Germany’s players took the OneLove bracelet protest to a new level when their players covered their mouths during a team photo at the World Cup but are expecting no disciplinary action from Fifa, sources say.

The move marked another day of tensions between the seven European nations backing the OneLove campaign and Fifa, with the Football Association examining its legal options on the matter alongside its Danish and German counterparts.

The FA declined to comment on whether the England side would copy the German gesture ahead of their game against the United States on Friday.

National coach Hansi Flick said of the “covered mouth” gesture after his team’s 2-1 defeat against Japan: “It was a sign, a message that we wanted to send out.

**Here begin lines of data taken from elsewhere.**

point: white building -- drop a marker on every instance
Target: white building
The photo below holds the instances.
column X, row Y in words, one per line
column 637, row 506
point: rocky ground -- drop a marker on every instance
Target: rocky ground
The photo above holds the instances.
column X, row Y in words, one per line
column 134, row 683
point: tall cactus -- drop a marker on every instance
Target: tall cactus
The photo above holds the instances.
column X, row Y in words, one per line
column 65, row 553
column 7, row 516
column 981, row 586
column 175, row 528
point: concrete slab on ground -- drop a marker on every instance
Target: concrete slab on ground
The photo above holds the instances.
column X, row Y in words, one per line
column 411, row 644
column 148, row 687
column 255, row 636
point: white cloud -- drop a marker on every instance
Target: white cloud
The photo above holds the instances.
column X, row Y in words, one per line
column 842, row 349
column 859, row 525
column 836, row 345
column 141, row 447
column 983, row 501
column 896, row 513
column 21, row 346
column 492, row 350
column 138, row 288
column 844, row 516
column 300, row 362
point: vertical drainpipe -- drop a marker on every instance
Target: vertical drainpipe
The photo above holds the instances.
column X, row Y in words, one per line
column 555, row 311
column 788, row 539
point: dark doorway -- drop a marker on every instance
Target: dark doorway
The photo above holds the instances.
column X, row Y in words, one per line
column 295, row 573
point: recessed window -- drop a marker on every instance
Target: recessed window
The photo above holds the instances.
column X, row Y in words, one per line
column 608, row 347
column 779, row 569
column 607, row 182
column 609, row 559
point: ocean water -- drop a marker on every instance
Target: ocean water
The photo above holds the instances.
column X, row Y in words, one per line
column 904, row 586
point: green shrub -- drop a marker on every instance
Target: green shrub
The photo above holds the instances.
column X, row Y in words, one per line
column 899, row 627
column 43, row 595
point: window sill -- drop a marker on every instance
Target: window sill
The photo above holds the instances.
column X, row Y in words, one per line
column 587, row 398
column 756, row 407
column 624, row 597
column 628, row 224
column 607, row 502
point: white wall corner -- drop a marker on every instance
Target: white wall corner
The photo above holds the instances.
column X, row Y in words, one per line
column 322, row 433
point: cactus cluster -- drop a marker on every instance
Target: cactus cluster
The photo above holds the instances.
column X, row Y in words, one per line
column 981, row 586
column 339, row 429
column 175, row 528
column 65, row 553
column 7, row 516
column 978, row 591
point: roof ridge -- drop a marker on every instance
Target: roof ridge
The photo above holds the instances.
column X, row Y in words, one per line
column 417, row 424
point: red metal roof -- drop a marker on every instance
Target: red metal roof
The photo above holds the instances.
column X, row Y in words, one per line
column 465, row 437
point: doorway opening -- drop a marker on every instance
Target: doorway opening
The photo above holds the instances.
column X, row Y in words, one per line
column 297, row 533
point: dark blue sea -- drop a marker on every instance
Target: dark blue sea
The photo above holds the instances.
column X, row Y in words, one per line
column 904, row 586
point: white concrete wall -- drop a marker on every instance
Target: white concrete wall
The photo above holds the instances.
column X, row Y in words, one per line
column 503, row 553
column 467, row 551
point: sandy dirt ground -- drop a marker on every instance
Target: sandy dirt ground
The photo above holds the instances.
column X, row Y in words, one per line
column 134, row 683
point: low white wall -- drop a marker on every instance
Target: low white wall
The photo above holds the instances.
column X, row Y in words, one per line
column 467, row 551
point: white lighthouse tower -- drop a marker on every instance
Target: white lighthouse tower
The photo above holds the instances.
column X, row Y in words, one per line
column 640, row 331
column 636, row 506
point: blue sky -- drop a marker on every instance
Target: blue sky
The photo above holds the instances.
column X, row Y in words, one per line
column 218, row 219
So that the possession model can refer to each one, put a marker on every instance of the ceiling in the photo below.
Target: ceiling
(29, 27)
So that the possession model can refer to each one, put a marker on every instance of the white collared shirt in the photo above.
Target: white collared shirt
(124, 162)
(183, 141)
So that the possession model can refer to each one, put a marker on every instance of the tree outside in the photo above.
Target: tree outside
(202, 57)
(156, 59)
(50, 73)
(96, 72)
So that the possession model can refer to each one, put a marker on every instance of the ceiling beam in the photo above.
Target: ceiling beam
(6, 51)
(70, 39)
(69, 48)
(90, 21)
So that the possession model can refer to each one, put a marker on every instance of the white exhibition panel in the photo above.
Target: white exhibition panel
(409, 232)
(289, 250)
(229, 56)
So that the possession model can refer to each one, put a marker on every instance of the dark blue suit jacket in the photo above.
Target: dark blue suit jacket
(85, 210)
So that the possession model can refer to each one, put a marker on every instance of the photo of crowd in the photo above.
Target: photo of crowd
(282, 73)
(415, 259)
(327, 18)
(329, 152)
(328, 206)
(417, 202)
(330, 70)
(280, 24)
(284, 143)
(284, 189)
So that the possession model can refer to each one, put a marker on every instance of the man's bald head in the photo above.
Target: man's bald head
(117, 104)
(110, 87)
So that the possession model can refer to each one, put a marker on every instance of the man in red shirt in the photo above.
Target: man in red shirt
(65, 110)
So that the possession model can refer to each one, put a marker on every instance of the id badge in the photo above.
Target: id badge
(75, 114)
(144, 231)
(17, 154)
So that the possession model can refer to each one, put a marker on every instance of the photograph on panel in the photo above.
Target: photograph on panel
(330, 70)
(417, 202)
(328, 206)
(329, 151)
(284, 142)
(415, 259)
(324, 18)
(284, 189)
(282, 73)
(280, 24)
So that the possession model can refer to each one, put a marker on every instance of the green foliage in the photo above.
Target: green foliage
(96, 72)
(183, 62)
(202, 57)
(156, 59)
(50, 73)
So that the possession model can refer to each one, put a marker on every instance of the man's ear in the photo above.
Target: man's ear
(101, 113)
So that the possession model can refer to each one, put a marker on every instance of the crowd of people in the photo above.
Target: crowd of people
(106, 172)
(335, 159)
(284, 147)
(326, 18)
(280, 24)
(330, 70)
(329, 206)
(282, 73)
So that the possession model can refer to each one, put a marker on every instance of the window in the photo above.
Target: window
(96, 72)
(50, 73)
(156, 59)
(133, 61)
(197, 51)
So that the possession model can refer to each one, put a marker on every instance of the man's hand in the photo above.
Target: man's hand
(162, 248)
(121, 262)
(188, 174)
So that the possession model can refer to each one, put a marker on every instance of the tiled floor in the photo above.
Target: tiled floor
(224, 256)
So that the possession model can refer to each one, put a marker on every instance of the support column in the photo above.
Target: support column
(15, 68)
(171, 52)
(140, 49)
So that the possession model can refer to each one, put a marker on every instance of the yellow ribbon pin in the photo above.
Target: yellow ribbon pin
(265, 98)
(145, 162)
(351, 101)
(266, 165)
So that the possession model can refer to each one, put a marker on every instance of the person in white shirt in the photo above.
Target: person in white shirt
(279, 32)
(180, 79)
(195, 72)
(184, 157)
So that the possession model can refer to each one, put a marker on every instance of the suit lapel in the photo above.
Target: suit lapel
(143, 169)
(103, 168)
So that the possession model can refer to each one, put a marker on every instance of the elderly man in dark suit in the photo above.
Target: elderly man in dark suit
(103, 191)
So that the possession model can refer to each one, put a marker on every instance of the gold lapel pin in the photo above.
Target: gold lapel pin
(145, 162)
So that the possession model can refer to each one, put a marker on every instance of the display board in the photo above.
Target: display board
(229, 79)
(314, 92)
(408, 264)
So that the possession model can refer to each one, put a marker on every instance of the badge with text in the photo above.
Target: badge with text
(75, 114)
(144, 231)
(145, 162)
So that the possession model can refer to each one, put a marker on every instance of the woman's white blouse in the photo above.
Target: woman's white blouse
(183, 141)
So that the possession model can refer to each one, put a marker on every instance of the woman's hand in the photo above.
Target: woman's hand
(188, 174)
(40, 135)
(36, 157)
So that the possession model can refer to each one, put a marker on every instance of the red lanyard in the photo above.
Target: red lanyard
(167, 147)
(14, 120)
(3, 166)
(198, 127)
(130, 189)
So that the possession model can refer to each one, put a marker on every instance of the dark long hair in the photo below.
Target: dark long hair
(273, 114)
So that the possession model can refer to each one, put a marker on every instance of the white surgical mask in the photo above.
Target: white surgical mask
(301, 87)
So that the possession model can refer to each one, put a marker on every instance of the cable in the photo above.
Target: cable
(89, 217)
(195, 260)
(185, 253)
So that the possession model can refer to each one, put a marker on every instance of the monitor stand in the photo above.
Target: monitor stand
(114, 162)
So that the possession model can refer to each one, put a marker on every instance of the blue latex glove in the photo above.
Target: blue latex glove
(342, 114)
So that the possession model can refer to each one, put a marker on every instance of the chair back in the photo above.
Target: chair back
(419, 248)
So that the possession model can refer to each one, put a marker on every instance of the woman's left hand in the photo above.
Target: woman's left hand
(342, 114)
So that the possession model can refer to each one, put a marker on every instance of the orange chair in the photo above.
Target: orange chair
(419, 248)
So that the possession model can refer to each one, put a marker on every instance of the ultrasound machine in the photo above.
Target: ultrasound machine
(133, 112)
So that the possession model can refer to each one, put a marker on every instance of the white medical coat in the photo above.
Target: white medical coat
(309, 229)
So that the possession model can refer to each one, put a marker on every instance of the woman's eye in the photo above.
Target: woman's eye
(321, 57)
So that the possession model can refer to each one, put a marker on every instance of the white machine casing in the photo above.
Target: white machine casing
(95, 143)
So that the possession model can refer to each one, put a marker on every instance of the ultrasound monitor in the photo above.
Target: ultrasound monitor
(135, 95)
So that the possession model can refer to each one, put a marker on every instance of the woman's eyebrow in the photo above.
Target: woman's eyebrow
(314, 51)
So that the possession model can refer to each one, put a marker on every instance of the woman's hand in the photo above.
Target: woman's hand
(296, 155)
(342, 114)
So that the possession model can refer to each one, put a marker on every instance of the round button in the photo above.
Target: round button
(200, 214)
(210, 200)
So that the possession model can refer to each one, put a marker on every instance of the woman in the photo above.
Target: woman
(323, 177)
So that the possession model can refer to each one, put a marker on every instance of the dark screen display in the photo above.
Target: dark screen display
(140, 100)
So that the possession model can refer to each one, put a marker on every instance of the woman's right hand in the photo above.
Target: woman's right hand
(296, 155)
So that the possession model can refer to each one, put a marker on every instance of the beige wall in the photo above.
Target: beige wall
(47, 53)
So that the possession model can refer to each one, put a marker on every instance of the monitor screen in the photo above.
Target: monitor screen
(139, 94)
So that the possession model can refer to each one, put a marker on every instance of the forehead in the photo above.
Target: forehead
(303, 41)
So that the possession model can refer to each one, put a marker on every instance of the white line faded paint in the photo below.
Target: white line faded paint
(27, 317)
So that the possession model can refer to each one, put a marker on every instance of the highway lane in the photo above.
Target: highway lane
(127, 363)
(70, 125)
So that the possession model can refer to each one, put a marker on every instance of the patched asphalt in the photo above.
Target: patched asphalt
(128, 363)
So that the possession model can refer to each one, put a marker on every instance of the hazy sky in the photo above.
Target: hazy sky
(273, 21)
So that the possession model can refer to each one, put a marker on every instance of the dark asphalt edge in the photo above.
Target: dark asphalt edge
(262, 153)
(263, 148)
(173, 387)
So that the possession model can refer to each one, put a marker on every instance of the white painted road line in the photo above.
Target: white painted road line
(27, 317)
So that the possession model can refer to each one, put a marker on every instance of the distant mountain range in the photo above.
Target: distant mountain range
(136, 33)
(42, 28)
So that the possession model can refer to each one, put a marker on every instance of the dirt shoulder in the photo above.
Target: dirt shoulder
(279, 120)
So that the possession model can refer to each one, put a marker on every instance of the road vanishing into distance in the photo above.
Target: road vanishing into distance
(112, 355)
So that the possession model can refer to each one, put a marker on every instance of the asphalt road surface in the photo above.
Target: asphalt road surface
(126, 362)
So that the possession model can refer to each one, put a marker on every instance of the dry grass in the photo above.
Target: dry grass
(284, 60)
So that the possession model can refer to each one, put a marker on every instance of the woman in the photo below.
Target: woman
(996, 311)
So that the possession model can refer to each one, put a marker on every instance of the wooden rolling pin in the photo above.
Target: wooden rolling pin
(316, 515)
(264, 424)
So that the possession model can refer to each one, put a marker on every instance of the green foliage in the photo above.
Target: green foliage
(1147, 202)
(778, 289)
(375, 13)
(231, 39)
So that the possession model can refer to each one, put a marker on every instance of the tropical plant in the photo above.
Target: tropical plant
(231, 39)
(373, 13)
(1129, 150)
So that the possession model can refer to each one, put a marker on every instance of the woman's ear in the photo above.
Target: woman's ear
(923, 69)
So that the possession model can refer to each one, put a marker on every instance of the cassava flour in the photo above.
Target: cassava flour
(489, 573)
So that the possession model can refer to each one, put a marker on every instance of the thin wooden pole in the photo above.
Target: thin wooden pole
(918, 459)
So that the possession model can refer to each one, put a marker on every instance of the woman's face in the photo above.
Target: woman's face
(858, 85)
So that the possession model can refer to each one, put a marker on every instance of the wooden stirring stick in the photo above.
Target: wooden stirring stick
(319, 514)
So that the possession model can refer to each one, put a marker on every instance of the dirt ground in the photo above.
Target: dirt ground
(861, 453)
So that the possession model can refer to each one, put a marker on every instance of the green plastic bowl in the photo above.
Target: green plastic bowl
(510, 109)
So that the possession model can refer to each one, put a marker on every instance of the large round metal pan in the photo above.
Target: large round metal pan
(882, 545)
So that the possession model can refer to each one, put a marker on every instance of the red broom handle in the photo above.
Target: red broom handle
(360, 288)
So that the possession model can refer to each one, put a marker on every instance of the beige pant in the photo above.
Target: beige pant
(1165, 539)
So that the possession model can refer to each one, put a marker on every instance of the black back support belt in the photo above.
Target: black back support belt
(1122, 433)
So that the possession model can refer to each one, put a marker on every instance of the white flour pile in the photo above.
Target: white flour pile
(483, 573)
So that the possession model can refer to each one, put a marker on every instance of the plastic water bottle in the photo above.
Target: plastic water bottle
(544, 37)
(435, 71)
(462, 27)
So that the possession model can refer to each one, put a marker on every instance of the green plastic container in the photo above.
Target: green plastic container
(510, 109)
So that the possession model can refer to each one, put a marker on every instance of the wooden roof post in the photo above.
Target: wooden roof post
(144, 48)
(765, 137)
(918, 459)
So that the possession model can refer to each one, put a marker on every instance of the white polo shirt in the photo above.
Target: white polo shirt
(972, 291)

We wanted to get the message across that Fifa is silencing us.”

Flick was referring to the fact that those nations that wanted to wear the OneLove armband were threatened by FIFA with sporting sanctions – starting with issuing yellow cards to their captains – if the rainbow colored armbands were worn.

The OneLove campaign launched in September and will run for a year but should be of particular importance during the World Cup in Qatar, a country where same-sex relationships are criminalized.

The PA news agency understands lawyers for the group are reviewing the regulations to examine the sanctions the associations have been threatened with. The Danish FA’s chief executive, Jakob Jensen, confirmed legal options were being explored but said the group could not go immediately to the Arbitration Court for Sport.

The German gesture could have resulted in disciplinary action by FIFA under Article 11 of its Disciplinary Code. It states that anyone “who uses a sporting event for demonstrations of a non-sporting nature” can be sanctioned.

Fifa is yet to comment on what the German team has done, but it is understood there will be no formal disciplinary action from the governing body.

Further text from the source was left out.